We prefer to adopt a trading stance - Buying-on-Weakness' below 1,610 and Selling-on-Strength' above 1,710 in a rangebound market environment.
We also reckon that consistent performer, defensive and high-yield stocks will still be the mainstream investment choices.
As for sector selection, we are generally bullish on Banking, Non-Bank Financials, Oil & Gas and Power Utilities.
We are also optimistic on Consumer F&B as we believe that value has emerged following the recent price corrections here.
Mark Mobius, Templeton Emerging Markets Group, (Executive Chairman)
Two particular investment themes stand out to us: consumers and commodities.

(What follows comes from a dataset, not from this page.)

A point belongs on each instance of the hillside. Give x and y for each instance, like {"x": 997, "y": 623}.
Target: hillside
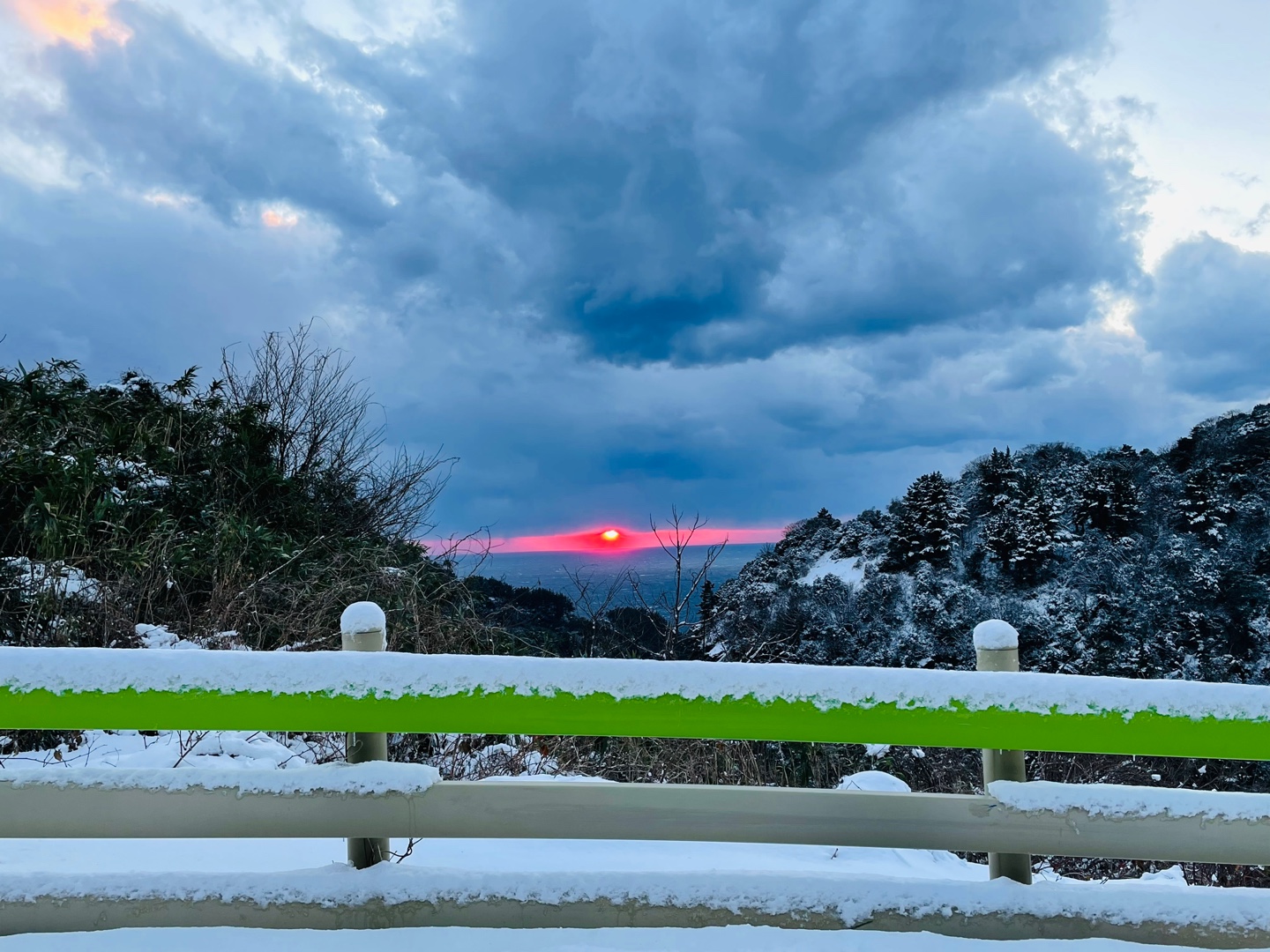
{"x": 1123, "y": 562}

The consumer theme arises from consumers in many emerging markets becoming increasingly wealthy while macroeconomic policy has increasingly been aimed at moving from export-based models toward ones fueled by domestic demand
The commodity theme reflects our expectation for strong growth in demand for hard and soft commodities as many emerging markets industrialise, likely grow wealthier and increase spending on infrastructure, which tends to tilt the balance between supply and demand for such products in favor of producers.
It seems that all six of the Fund Management Companies above are concern about the upcoming GE. For me, the outcome of the election seems to be pretty bleak for the current ruling party as hinted by many of the fund managers above.
I'll probably be looking for Unit Trust that invest in China as the economy there is slowly recovering. Also I intend to sell some of my non performing shares in preparation for GE13. Gold is also another investment avenue which I am considering to increase my investment in. The price of Gold has dropped recently and I believe it is a good time to buy now.